Restore connectivity
Most of the time administrators do not have the luxury of time to identify the root cause of a loop, instead they must stop it as quickly as possible. Here are some options:

  • Disable every port that is providing redundancy, starting with areas of the network more affected. Try to disable ports you know should be in blocking state if possible.
  • If it is difficult to pin down, increase the level of STP logging on the switches. The loops form when a port moves into forwarding state, so it can latter be identified.

Try this:

Switch# debug spanning-tree events

To log the events:

Switch(config)# logging buffered

Check Port Statuses
Start with blocking ports first – here are some more guidelines:

  • Make sure both root and blocking ports are receiving BPDUs (enter multiple times to see if the number is increasing)
    Switch# sh spanning-tree vlan ID detail
  • Look for duplex mismatch errors using the
    show interface 


  • Check port utilization with the
    show interface

    command.

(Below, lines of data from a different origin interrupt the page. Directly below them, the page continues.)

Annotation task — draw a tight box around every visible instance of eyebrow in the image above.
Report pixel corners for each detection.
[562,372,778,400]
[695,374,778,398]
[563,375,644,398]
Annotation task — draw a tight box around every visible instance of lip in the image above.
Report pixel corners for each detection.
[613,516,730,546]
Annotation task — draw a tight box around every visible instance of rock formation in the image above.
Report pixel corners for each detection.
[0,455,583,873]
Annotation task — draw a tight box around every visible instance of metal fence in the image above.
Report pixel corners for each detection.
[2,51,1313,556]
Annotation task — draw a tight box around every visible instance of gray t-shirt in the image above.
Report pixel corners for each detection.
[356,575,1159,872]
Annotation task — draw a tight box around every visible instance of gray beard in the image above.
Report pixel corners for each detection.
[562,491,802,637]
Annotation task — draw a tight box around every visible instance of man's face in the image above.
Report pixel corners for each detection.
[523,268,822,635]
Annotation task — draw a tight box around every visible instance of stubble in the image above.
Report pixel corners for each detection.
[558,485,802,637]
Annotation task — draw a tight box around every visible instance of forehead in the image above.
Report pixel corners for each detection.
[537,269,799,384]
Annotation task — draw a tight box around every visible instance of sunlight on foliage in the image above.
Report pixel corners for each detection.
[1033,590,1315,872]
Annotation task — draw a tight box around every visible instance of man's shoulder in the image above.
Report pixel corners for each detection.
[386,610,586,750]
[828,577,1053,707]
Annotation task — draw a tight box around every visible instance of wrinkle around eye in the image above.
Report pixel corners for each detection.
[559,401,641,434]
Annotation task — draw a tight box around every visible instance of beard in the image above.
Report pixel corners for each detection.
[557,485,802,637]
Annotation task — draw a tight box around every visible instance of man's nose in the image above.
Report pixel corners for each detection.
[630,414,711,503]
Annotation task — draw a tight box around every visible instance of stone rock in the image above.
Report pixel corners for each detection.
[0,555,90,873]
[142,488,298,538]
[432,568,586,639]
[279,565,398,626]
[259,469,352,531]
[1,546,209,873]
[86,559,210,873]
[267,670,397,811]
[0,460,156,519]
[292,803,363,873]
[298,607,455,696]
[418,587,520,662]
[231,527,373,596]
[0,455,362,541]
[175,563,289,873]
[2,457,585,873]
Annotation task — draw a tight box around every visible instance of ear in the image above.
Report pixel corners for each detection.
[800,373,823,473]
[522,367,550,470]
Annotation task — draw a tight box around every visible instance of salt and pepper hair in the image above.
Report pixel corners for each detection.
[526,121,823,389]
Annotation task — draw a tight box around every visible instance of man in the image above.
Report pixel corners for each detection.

Look at the load, input/output values for abnormally high rates.

  • Look for an increase of input error fields using the
    show interface


  • Check for resource errors

Resource Errors
Use the show process cpu command to check whether the CPU utilization is nearing 100%.
Disable Unnecessary Features
Sometimes it becomes easier to identify a solution when the network is simplified. Try disabling unnecessary features to reduce complexity. Save the configuration before making the changes so it can be restored after the issue is resolved.
Document Findings
It is important to document both your findings and any changes to the network after the dust clears. Current and detailed documentation also reduces troubleshooting time in the future.